Vedere il presidente del consiglio Mario Draghi e soprattutto il ministro dell’Economia parlare per la prima volta pubblicamente di Ita solo per annunciarne la privatizzazione a meno di quattro mesi dall’accidentato decollo della compagnia rende bene l’idea di una storia già scritta. Scritta a Bruxelles e (meno) a Roma ma con un copione preciso: la svendita a Lufthansa. Con l’alternativa ipotetica degli americani di Delta o dei francesi di AirFrance solo come diversivo a un finale scontato.
La compagnia che ha preso il posto di Alitalia è nata già con lo scopo di essere costituita su misura per il gigante tedesco: più che dimezzata e con un costo del lavoro da low cost potrà riempire i voli intercontinentali di Lufthansa esattamente come la svizzera Swissair o la belga Sabena.
A condire il tutto con un po’ di patriottismo che ha già convinto gli esponenti di Fratelli d’Italia – da Fabio Rampelli in giù finora ferrei avversari del «metodo Fca» usato da Altavilla (che ora potrà prendersi il suo milioncino di stipendio) – è arrivato il prestanome Gianluigi Aponte che con la sua Msc abbindola chi ci casca nel sostenere di voler fare di Ita una compagnia cargo.
Qualche inceppo nel meccanismo però c’è: Aponte è italiano ma è residente in Svizzera e sfrutta le leggi dei Cantoni per non pubblicare i propri bilanci. Un’opacità che rallenta la «trattativa privata» richiesta. Franco allora ieri ha dovuto annunciare un decreto (Dpcm) con l’alternativa fra «offerta pubblica o vendita diretta». Toccherà ai soliti advisor scelti dal Mef – azionista unico di Ita – prendersi l’onere di scegliere la seconda strada.

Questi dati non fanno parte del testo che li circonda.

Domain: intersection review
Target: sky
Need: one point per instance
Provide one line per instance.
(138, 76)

Di sicuro Franco ha già annunciato che il Mef – dunque lo stato – avrà una quota di minoranza e si affretterà poi presto a vendere tutto, ultimando la prima privatizzazione dell’era Covid: un vero controsenso. Che anche la Filt Cgil evidenzia chiedendo invece al governo di «mantenere la maggioranza potendo esercitare la Golden Power in un settore strategico che non può essere lasciato a concorrenti stranieri», conclude il segretario nazionale Fabrizio Cuscito.
A contrastare questo demenziale piano continua a esserci quasi in solitaria il sindaco di Fiumicino Esterino Montino, conscio del depauperamento totale dell’indotto dell’hub romano. «Si può ufficialmente dire che l’Italia non avrà più una compagnia di bandiera – constata amaro – avevamo ampiamente previsto che la vicenda Alitalia/Ita sarebbe finita con la svendita di un asset per l’Italia che non giocherà alcun ruolo nella gestione dei flussi turistici nel paese più visitato d’Europa», conclude.
Ieri dunque si è materializzato il trionfo dei liberisti nostrani che da decenni aggiornano compulsivamente «i miliardi pubblici gettati nella voragine Alitalia». Dimenticando che sia Lufthansa che Air France hanno invece una partecipazione pubblica forte e sono entrambe vere «compagnie di bandiera».
Quanto ai circa 8 mila esuberi ex Alitalia per loro rimane solo la strada dei tribunali del Lavoro, intrapresa già da molti per rivendicare il loro diritto a essere riassunti in Ita.